Moody’s Investors Service on Friday affirmed the government bond and issuer ratings at A3, with positive outlook.
It said many of the fiscal adjustments to Malaysia’s operating expenditure demonstrates the government’s commitment to meeting its fiscal rules and sustaining its fiscal consolidation trend.
It said although downside risks to global oil prices remain, the consequent risks to Malaysia’s budget are manageable, given the government’s decreasing reliance on oil revenue.
Speaking to Business Times, Irawan said: “The ratings agency also acknowledges that Malaysia has successfully diversified away from being energy dependent, which has made the country less vulnerable to shocks.
“With this reaffirmation, we have a strong chance of securing an upgrade in the future.” Irwan added that Moody’s reaffirmation also showed the strong fundamentals of the Malaysian economy.

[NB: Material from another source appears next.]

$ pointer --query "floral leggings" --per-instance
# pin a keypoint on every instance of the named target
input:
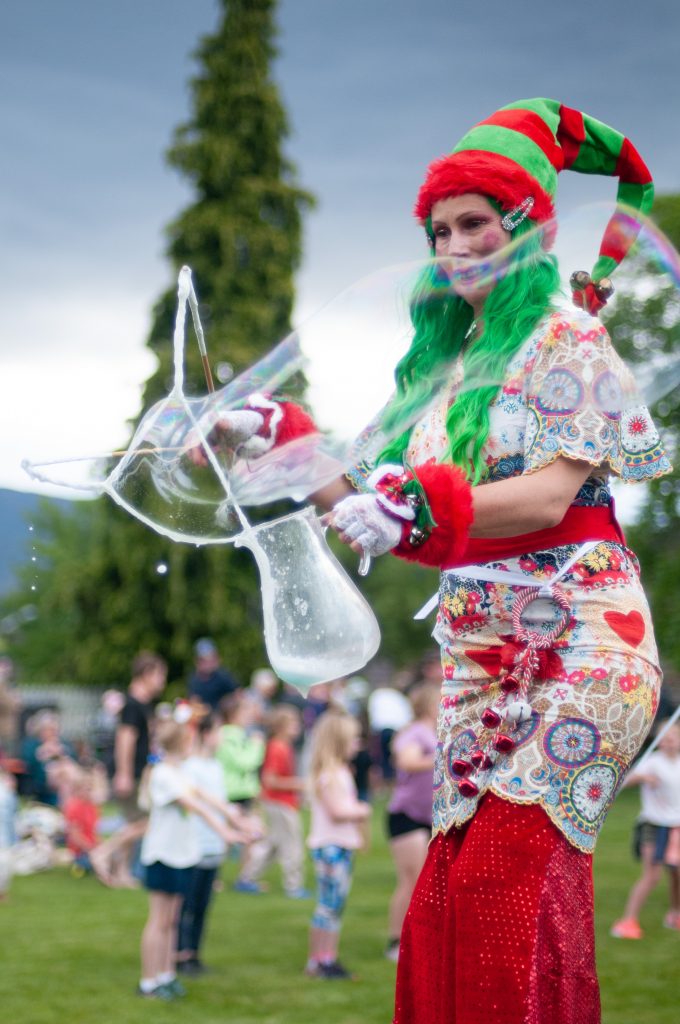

Moody’s cited key drivers on its decision on Malaysia, namely the government’s intention to adhere to its policy of deficit reduction, and the ability of the country’s macroeconomic stability, domestic capital market depth, and a favourable government debt structure to resist an adverse external economic environment, lower oil prices and global financial market volatility.